The Venice Lido Reborn

A vast cash injection has breathed new life into Venice's iconic Lido

Featured August 11 Words by Robin Saikia
The Venice Lido Reborn

VENICE

All is well on the Lido once more. The legendary Tony Micelotta makes the best martinis in Europe at the Excelsior's Blue Bar. The sunsets admired by Byron and Shelley are undimmed. Every evening the sky blazes crimson and the lagoon is flecked with green, pink and gold. Italian families are back, hiring cabins on the beaches - or sunloungers with candy-striped ombrellone at the Blue Moon complex. Prosecco, seafood and ice cream sell well at bars like La Rotonda.

You may not think of Venice as a seaside destination, but after a multi-million pound facelift, which was completed this month, the dolce vita is back on the city's once-famed beach.
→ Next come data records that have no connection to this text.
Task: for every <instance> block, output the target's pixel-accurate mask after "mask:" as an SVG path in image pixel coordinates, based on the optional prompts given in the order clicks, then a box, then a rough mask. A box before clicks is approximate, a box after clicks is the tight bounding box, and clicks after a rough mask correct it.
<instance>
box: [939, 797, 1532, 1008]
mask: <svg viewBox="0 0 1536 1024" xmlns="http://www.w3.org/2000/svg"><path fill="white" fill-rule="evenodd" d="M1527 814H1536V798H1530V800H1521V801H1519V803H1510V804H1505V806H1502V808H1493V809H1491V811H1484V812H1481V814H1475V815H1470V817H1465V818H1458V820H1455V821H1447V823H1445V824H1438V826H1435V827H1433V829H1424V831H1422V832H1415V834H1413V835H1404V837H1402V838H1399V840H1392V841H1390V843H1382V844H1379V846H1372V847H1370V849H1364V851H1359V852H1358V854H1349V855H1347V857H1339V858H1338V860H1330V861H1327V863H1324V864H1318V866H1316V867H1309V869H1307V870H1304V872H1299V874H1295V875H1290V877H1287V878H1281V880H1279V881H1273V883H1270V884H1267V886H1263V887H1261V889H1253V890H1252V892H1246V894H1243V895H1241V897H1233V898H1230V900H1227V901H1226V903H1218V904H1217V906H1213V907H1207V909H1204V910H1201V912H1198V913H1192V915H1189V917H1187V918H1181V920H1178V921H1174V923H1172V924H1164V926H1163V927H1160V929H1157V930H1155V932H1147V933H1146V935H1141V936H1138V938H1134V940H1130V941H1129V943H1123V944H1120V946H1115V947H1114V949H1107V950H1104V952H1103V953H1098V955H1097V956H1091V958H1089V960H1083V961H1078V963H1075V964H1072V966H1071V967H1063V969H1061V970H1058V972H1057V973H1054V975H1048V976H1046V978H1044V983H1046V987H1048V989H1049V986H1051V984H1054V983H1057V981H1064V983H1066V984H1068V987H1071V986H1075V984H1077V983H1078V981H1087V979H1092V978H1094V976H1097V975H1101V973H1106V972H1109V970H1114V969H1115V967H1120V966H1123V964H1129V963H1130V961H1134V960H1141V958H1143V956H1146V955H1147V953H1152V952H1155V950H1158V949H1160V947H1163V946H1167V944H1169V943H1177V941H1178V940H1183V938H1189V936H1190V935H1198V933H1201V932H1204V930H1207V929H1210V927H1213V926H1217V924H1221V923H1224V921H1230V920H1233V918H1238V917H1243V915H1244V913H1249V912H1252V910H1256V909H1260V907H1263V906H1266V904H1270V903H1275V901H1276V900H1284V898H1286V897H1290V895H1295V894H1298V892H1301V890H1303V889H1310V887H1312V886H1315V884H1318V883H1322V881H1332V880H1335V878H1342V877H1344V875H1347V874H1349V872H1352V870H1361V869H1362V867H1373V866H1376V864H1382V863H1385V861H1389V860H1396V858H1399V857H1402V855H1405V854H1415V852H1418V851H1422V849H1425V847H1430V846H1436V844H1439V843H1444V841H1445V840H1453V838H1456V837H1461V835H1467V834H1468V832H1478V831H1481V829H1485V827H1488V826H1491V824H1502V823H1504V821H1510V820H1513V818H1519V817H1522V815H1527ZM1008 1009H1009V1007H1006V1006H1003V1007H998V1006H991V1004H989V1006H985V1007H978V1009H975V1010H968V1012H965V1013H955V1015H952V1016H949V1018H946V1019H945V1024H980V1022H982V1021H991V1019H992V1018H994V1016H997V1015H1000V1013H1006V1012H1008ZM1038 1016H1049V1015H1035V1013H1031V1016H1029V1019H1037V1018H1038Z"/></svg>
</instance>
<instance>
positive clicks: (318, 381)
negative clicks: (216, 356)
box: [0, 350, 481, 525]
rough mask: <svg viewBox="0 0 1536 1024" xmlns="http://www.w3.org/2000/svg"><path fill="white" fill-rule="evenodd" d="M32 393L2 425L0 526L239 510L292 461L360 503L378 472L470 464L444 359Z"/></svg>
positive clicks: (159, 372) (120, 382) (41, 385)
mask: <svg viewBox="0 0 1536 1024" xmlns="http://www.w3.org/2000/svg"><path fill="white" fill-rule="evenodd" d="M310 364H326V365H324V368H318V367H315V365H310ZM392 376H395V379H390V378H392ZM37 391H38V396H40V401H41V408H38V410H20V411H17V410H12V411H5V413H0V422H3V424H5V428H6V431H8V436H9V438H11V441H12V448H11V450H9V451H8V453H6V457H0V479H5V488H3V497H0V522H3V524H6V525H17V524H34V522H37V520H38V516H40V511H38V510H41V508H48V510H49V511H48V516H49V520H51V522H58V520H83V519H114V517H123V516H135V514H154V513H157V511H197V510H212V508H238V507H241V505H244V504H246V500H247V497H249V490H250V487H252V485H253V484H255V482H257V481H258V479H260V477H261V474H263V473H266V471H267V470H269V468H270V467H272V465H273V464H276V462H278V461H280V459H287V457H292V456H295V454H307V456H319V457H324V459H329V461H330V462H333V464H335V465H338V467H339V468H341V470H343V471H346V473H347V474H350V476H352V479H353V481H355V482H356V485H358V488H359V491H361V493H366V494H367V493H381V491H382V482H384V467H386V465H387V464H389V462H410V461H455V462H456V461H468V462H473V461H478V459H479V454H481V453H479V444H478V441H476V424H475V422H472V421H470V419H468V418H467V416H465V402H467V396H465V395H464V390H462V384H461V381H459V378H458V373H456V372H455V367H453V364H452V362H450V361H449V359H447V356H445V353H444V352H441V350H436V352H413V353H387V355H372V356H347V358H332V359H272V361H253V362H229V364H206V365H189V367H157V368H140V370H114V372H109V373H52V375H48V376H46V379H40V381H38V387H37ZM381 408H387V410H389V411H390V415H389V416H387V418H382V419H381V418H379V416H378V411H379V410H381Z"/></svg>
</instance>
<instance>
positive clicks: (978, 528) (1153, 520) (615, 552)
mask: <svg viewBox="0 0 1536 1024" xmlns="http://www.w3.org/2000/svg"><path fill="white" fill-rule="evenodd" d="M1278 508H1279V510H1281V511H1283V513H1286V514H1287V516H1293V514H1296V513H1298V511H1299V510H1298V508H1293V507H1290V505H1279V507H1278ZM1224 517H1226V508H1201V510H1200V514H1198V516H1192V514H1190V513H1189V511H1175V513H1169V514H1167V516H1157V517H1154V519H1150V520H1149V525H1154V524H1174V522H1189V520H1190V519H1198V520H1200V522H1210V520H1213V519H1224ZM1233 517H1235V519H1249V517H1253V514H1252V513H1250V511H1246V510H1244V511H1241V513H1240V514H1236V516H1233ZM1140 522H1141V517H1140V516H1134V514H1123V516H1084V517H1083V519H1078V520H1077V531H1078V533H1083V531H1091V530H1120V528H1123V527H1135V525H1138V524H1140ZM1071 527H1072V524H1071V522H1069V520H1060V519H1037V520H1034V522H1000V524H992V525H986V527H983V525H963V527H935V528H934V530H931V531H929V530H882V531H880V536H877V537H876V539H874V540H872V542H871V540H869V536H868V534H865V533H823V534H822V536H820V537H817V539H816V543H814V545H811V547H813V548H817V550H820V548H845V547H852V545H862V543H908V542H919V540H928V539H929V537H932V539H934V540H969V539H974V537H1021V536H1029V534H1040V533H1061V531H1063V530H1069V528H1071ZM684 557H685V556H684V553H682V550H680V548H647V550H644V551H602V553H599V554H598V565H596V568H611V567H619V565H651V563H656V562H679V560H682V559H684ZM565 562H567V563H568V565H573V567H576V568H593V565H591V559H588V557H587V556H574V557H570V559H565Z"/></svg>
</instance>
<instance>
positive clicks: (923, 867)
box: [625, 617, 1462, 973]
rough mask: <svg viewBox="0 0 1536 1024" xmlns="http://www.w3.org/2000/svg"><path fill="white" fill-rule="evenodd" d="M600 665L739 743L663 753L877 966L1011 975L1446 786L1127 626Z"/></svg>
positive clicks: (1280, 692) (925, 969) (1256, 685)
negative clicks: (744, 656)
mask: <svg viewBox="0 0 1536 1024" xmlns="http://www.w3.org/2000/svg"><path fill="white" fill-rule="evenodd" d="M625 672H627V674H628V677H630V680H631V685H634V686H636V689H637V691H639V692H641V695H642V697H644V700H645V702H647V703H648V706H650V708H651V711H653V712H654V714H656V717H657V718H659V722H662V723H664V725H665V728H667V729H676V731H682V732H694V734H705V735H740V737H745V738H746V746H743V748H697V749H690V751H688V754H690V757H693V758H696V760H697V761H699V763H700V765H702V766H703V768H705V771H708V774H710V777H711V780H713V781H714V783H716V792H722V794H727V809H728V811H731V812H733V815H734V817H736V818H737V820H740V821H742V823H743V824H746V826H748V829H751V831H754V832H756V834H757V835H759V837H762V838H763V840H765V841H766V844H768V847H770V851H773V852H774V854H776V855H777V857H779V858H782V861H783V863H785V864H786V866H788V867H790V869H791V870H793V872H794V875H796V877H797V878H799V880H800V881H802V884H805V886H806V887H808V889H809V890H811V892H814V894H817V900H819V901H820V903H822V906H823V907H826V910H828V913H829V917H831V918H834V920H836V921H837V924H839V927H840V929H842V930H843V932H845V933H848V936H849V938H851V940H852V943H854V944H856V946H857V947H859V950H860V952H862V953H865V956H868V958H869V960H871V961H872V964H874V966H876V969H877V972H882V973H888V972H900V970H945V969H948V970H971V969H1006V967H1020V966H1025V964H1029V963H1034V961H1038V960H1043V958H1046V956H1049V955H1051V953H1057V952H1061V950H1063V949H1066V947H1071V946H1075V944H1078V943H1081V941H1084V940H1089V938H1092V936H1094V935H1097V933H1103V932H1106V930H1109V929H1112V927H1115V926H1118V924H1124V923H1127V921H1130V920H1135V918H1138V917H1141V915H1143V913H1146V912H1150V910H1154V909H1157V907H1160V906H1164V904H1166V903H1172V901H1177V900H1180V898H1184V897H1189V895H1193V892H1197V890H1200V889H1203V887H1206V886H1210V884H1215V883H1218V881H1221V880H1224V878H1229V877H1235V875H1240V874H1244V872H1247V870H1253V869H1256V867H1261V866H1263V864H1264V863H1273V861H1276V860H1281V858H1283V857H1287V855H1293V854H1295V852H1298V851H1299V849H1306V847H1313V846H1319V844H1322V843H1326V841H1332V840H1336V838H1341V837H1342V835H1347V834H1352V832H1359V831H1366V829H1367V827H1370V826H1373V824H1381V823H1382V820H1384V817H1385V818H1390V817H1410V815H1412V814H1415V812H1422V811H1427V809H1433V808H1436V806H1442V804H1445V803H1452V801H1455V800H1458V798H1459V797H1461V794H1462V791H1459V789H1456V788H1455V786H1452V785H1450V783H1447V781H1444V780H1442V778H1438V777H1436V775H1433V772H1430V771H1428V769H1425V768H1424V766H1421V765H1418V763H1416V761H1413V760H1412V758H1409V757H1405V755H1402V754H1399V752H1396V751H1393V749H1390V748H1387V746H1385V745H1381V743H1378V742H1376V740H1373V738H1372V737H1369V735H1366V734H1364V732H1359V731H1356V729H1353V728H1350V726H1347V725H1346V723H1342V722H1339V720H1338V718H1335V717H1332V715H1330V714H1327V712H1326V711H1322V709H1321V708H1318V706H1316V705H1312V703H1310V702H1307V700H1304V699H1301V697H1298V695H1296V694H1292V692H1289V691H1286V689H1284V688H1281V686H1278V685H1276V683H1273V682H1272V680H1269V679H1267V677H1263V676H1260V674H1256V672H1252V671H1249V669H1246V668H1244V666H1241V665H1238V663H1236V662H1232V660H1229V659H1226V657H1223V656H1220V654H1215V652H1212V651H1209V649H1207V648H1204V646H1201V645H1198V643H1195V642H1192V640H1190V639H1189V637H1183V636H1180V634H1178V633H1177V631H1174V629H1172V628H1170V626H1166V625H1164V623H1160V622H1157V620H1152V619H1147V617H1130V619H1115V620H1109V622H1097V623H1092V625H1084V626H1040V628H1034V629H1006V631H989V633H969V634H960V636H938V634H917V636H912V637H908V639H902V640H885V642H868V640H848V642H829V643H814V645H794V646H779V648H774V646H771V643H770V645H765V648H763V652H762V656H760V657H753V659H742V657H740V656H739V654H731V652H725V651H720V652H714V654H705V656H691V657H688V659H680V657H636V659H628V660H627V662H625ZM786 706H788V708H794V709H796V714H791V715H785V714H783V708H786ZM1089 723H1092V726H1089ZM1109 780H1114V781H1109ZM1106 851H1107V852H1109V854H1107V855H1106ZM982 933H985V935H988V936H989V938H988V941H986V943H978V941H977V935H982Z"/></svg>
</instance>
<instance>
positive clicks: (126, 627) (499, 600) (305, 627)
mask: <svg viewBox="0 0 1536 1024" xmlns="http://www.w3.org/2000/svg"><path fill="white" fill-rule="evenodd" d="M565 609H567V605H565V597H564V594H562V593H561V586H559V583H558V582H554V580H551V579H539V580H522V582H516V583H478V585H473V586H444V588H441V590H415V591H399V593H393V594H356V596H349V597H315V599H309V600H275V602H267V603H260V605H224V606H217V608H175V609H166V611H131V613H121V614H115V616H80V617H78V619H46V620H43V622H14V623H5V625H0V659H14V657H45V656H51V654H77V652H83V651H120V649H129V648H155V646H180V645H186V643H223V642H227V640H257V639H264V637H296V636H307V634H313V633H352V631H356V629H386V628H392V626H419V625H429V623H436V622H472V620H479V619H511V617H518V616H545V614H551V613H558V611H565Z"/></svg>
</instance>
The Lido has had a tough time lately. Historically important as the sea boundary of Venice, it found new life in the 19th century as a place of striking natural beauty, praised by writers including Byron and Ruskin. In the 20th century, the entrepreneurs Nicolò Spada and Giuseppe Volpi built the grand hotels and founded the Venice Film Festival. The Lido soon outshone the French Riviera, with Winston Churchill, Marlene Dietrich and Coco Chanel among the glittering guests at the Excelsior and the Hotel des Bains. Sadly, the post-war years saw a steady decline. Investors decamped and even Luchino Visconti's film of the Thomas Mann novel Death in Venice could not save the Lido.

In 2009, EstCapital, a real estate fund, announced a widely publicised €113m lifeline. "In a few years, we will completely change the face of the Lido," said Gianfranco Mossetto of Est."The fog that obscures it now will lift." The big idea - to revive old glories for the modern age - seems to be working. The spring-cleaned beaches now fly the coveted Blue Flag and you'll find the free public beaches at both the southern and northern tips of the Lido. The north, in particular, is pleasingly lively, with dancing at Aurora Beach and Blue Moon. And if you head further north still, towards San Nicolò, the shoreline becomes wilder and even more romantic in the warm Adriatic dusk. Alberoni, at the southern tip of the Lido, is a conservation area, with rare plants, birds and the pine forest where Byron loved to ride. Lounging in the sun, dining and dancing, an energetic timetable of tennis, riding, sailing, canoeing or golf - it's all here, just as it was in the 1930s, and only minutes from the world's most beguiling city.